Family Care Council Florida Chairperson Jean Sherman said, “I am delighted and encouraged to learn about Governor Scott’s proposed request to provide funding for waiver services for those individuals on the APD waiting list that are in the most critical need. The ability to receive needed services will be life-changing for these families and this new funding is a welcome first step in meeting the community needs of all Florida residents with developmental disabilities.”

 Phil Pearson, waiting list parent and past chairperson of the Family Care Council Florida, said, “What a great day for Florida and what a great day for Florida’s disability community. Hats off to everyone involved! This waiting list funding will be a godsend to all of those folks waiting for services. They will now be able to rest assured that their children will be properly taken care of. Granted, this won’t fund every situation, but it is a good start, addressing the most urgent cases. Thank you, Governor Scott, for this great day in Florida’s history.”

 Janice Phillips is a service coordinator for people with developmental disabilities, and she is also the chairperson of their association. Phillips said, “The Association of Support Coordination Agencies of Florida would like to thank Governor Scott for his continuing support of people with developmental disabilities. His recent decision to include funding in his budget to provide services for those on the waiting list demonstrates his commitment to Florida’s most vulnerable citizens. We are excited about the possibility of helping individuals with support needed to work and live productively in their communities.”

 Governor Scott’s budget proposal also includes about $2.5 million to assist people on the waiver waiting list who have indicated that they want to go to work. The funding will pay for job internships and supported employment job coaches for about 1,000 people with developmental disabilities.

 “We are truly thrilled to hear this great news and offer our heartfelt thanks to Governor Scott. The Florida Association of Rehabilitation Facilities applauds Governor Scott’s decision to step forward and meet the needs of Floridians with developmental disabilities. The addition of funding to enroll individuals on the developmental disabilities Medicaid waiver will greatly enhance the lives of these people and those who provide for their daily needs. Additionally, providing supported employment services for another 1,000 individuals means these individuals have the opportunity to achieve their employment goals for the first time in their lives,” said Florida Association of Rehabilitation Facilities Executive Director Suzanne Sewell.

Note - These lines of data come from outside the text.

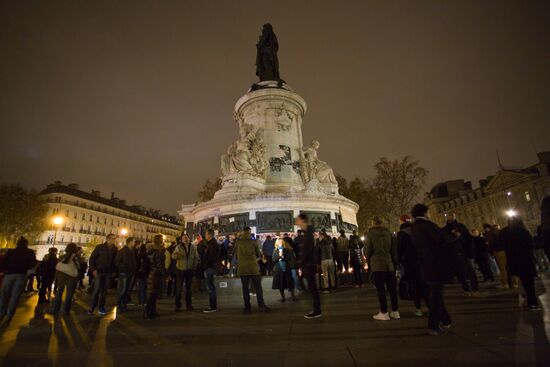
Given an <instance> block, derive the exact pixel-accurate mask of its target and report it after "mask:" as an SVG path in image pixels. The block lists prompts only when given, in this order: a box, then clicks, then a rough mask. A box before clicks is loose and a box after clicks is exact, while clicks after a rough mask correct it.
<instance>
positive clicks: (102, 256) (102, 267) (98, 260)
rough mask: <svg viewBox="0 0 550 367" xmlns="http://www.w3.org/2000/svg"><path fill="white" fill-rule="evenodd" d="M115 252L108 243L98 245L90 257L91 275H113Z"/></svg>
mask: <svg viewBox="0 0 550 367" xmlns="http://www.w3.org/2000/svg"><path fill="white" fill-rule="evenodd" d="M114 258H115V252H114V250H113V249H112V247H111V246H110V245H108V244H107V243H101V244H99V245H97V246H96V247H95V248H94V250H93V251H92V254H91V255H90V270H89V271H90V273H93V272H94V271H96V270H97V271H98V272H99V273H111V272H112V271H113V270H114V269H113V265H114Z"/></svg>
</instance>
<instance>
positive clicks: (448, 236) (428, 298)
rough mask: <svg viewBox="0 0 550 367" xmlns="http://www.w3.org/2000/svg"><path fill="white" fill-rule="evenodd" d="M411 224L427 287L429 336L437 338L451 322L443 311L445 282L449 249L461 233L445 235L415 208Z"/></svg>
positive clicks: (447, 267) (447, 315)
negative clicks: (435, 336)
mask: <svg viewBox="0 0 550 367" xmlns="http://www.w3.org/2000/svg"><path fill="white" fill-rule="evenodd" d="M411 214H412V216H413V218H414V223H413V224H412V226H411V235H412V240H413V245H414V248H415V249H416V253H417V256H418V263H419V269H420V272H421V276H422V279H423V280H424V281H425V282H426V283H427V284H428V288H429V292H428V297H427V298H428V299H427V301H428V309H429V314H428V334H429V335H433V336H436V335H440V334H442V333H443V332H444V330H446V329H449V328H450V327H451V325H452V319H451V316H450V315H449V313H448V312H447V308H446V307H445V295H444V291H445V281H446V280H447V278H448V277H449V275H450V272H449V266H450V263H451V256H452V254H451V252H452V251H451V248H452V246H454V245H455V244H454V242H456V240H457V238H458V237H459V236H460V233H459V232H457V231H453V232H452V234H450V235H449V234H447V233H446V232H445V231H443V230H441V228H439V227H438V226H437V225H436V224H435V223H433V222H431V221H430V220H429V219H428V217H427V215H428V207H427V206H426V205H424V204H416V205H415V206H413V208H412V210H411Z"/></svg>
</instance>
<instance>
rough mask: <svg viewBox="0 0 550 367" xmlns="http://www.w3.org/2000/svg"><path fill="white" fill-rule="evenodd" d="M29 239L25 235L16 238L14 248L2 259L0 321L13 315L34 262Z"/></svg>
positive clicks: (23, 290)
mask: <svg viewBox="0 0 550 367" xmlns="http://www.w3.org/2000/svg"><path fill="white" fill-rule="evenodd" d="M28 246H29V241H27V239H26V238H25V237H20V238H19V239H18V240H17V244H16V247H15V249H10V250H8V252H7V253H6V255H5V257H4V259H3V261H2V269H0V270H2V271H1V272H2V273H4V277H3V279H2V289H1V290H0V321H1V320H3V319H4V317H6V315H7V319H8V321H10V320H11V319H12V318H13V316H14V315H15V310H16V309H17V305H18V303H19V297H21V293H23V291H24V290H25V283H26V280H27V272H28V271H29V270H30V269H32V267H33V266H34V264H35V263H36V256H35V254H34V251H33V250H31V249H29V248H28Z"/></svg>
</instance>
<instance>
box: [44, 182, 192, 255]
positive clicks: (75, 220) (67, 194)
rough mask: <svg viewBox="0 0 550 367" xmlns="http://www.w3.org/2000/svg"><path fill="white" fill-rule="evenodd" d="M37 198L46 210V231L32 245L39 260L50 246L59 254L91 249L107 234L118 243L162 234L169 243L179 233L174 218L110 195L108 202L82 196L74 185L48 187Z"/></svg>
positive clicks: (165, 214) (56, 184)
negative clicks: (35, 252) (130, 237)
mask: <svg viewBox="0 0 550 367" xmlns="http://www.w3.org/2000/svg"><path fill="white" fill-rule="evenodd" d="M40 196H41V197H43V199H44V200H45V202H46V203H47V205H48V207H49V210H48V214H47V222H48V226H49V227H48V229H47V230H46V231H45V232H44V233H42V235H41V236H40V238H39V241H38V243H37V244H36V245H35V246H36V251H37V256H38V257H39V258H41V255H42V254H45V252H46V251H47V248H49V247H52V246H54V245H55V247H59V248H60V249H61V250H62V249H64V248H65V246H66V245H67V244H68V243H70V242H74V243H76V244H77V245H80V246H93V245H96V244H98V243H100V242H103V240H104V239H105V236H106V235H108V234H111V233H114V234H116V235H117V238H118V242H120V243H121V242H122V241H123V240H124V238H125V237H126V238H127V237H135V238H138V239H141V240H142V241H145V242H147V241H152V239H153V236H154V235H156V234H162V235H163V236H164V239H165V241H167V242H171V241H175V238H176V237H177V236H179V235H180V234H181V231H182V224H181V221H180V220H179V219H178V218H176V217H174V216H170V215H168V214H160V213H159V212H158V211H154V210H147V209H145V208H143V207H141V206H138V205H127V204H126V202H125V201H124V200H120V199H118V198H116V197H115V196H114V193H113V194H112V195H111V198H110V199H108V198H105V197H102V196H101V195H100V192H99V191H96V190H92V191H91V192H85V191H82V190H80V189H79V187H78V185H77V184H71V185H67V186H66V185H62V184H61V183H59V182H57V183H55V184H51V185H48V187H47V188H46V189H44V190H43V191H42V192H41V193H40Z"/></svg>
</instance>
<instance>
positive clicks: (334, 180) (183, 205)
mask: <svg viewBox="0 0 550 367" xmlns="http://www.w3.org/2000/svg"><path fill="white" fill-rule="evenodd" d="M256 48H257V55H256V75H257V76H258V78H259V81H258V82H256V83H254V84H253V85H252V86H251V87H250V89H249V90H248V92H247V93H246V94H245V95H244V96H242V97H241V98H240V99H239V100H238V101H237V103H236V104H235V111H234V116H233V118H234V120H235V122H236V124H237V126H238V129H239V137H238V138H237V140H236V141H235V142H233V143H232V144H230V145H229V147H228V148H227V151H226V153H225V154H223V155H222V156H221V173H222V188H221V189H220V190H219V191H218V192H216V194H215V195H214V198H213V199H212V200H210V201H208V202H203V203H199V204H193V205H182V209H181V211H180V212H179V213H180V215H182V216H183V217H184V219H185V222H186V230H187V231H188V232H190V233H194V234H196V233H201V232H204V231H205V230H206V229H207V228H214V229H215V230H217V231H218V232H219V233H220V234H229V233H232V232H235V231H239V230H241V229H242V227H244V226H250V227H252V229H253V231H254V232H256V233H273V232H288V231H294V230H295V229H296V228H294V220H293V218H294V217H295V216H296V215H298V214H300V213H301V212H302V213H307V214H308V215H309V216H310V217H311V219H312V223H313V224H314V226H315V227H316V230H321V229H325V230H326V231H327V232H333V233H335V232H337V231H339V230H342V229H343V230H345V231H351V230H353V229H355V228H356V226H357V221H356V214H357V210H358V209H359V207H358V205H357V204H356V203H354V202H353V201H351V200H349V199H347V198H345V197H343V196H342V195H340V194H339V193H338V183H337V181H336V177H335V176H334V172H333V170H332V168H331V167H330V166H329V165H328V163H326V162H325V161H323V160H321V159H319V157H318V152H319V148H320V146H321V145H320V143H319V142H318V141H316V140H313V141H311V143H310V144H309V145H306V146H304V144H303V139H302V121H303V118H304V115H305V113H306V102H305V101H304V100H303V99H302V97H300V96H299V95H298V94H296V93H295V92H294V91H293V90H292V88H290V87H289V86H288V85H287V84H286V83H285V81H284V80H282V79H281V78H280V76H279V61H278V57H277V51H278V49H279V43H278V40H277V37H276V35H275V33H274V32H273V27H272V26H271V25H270V24H265V25H264V27H263V30H262V34H261V36H260V39H259V41H258V44H257V45H256Z"/></svg>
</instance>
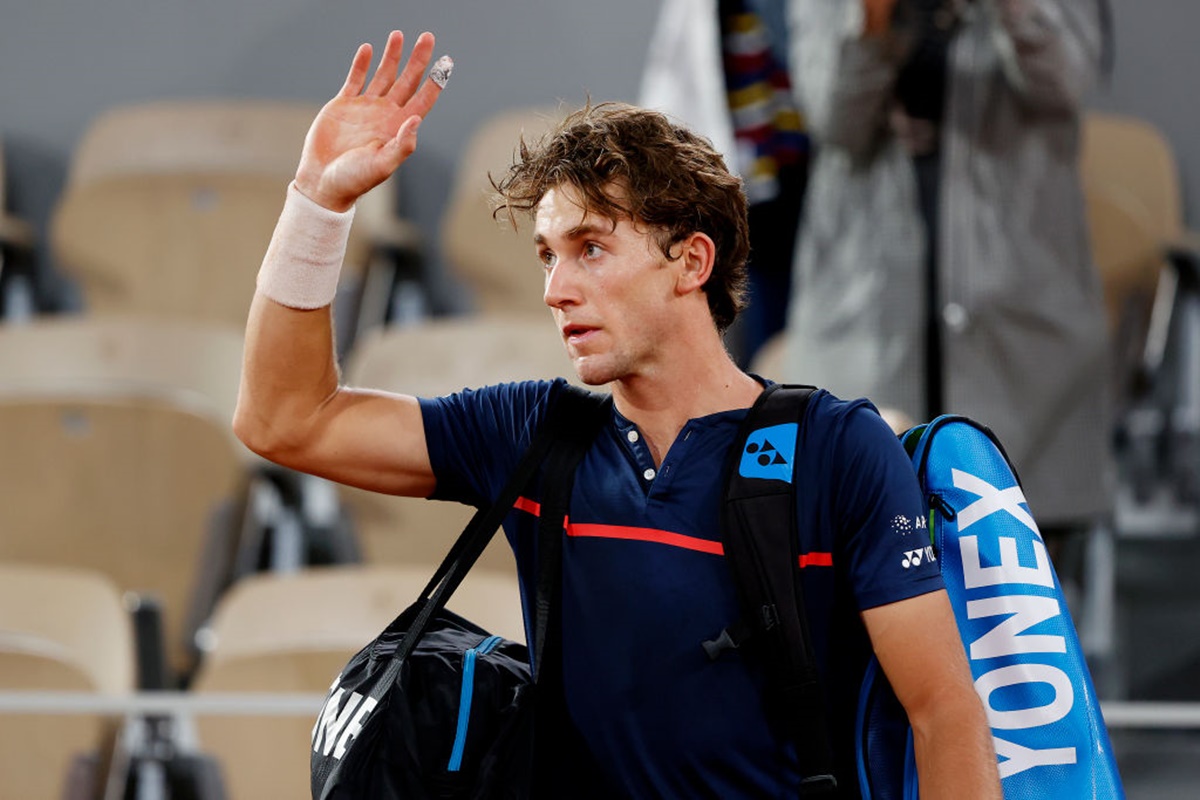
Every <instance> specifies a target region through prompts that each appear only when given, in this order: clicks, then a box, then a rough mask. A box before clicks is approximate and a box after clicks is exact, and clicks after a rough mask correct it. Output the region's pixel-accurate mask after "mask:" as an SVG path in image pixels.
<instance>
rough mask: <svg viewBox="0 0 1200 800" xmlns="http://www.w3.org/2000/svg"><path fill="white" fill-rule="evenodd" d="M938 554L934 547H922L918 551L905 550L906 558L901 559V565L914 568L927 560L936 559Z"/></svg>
mask: <svg viewBox="0 0 1200 800" xmlns="http://www.w3.org/2000/svg"><path fill="white" fill-rule="evenodd" d="M936 560H937V555H935V554H934V548H932V547H929V546H926V547H922V548H920V549H916V551H905V553H904V558H902V559H901V560H900V566H902V567H904V569H906V570H913V569H916V567H918V566H920V565H922V564H924V563H926V561H936Z"/></svg>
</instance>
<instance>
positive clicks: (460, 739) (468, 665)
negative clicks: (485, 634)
mask: <svg viewBox="0 0 1200 800" xmlns="http://www.w3.org/2000/svg"><path fill="white" fill-rule="evenodd" d="M499 643H500V637H498V636H490V637H487V638H486V639H484V640H482V642H480V643H479V644H476V645H475V646H473V648H472V649H469V650H467V651H466V652H463V660H462V691H461V692H460V693H458V727H457V728H456V729H455V735H454V748H452V750H451V751H450V763H449V764H448V765H446V770H448V771H450V772H457V771H458V770H460V769H461V768H462V751H463V750H464V748H466V747H467V724H468V723H469V722H470V702H472V698H473V697H474V693H475V658H476V657H478V656H486V655H487V654H488V652H491V651H492V650H494V649H496V645H498V644H499Z"/></svg>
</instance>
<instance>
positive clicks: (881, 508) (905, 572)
mask: <svg viewBox="0 0 1200 800" xmlns="http://www.w3.org/2000/svg"><path fill="white" fill-rule="evenodd" d="M838 417H839V420H838V425H836V433H835V440H834V441H835V449H834V453H835V455H834V457H833V461H834V464H835V470H834V475H833V486H832V487H830V488H832V492H833V501H834V518H835V519H836V521H839V522H838V523H836V524H838V527H839V531H838V549H839V551H840V557H841V558H844V559H845V561H846V566H847V575H848V577H850V582H851V591H852V594H853V596H854V601H856V603H857V606H858V608H859V610H863V609H866V608H874V607H876V606H883V604H886V603H890V602H895V601H898V600H905V599H907V597H914V596H917V595H922V594H925V593H929V591H934V590H936V589H941V588H942V587H943V584H942V577H941V571H940V567H938V565H937V561H936V558H935V553H934V548H932V545H931V540H930V531H929V515H928V511H926V505H925V500H924V498H923V495H922V492H920V486H919V483H918V482H917V474H916V471H914V470H913V467H912V463H911V461H910V458H908V455H907V453H906V452H905V450H904V446H902V445H901V444H900V441H899V439H898V438H896V435H895V434H894V433H893V432H892V429H890V428H889V427H888V425H887V423H886V422H884V421H883V419H882V417H880V415H878V413H877V411H876V410H875V408H874V407H872V405H871V404H870V403H868V402H865V401H859V402H856V403H848V404H845V407H844V409H842V410H841V414H839V415H838Z"/></svg>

 The ARC of Florida Executive Director Deborah Linton said, “These additional funds will allow our chapters to protect the health and safety of more Floridians with intellectual disabilities and in many cases, fulfill their dreams of securing jobs and contributing to their community. It will benefit the individual and the economy.”

 Florida Developmental Disabilities Council Executive Director Debra Dowds said, “I am thrilled that Governor Scott is working to provide funding for people on the waiting list. Individuals with developmental disabilities need ongoing supports to be fully integrated into their local communities. This money is crucial to helping people with critical needs. The funding specifically for supported employment and job internships will enable many individuals with developmental disabilities to earn wages in competitive integrated employment, moving them to greater self-sufficiency.”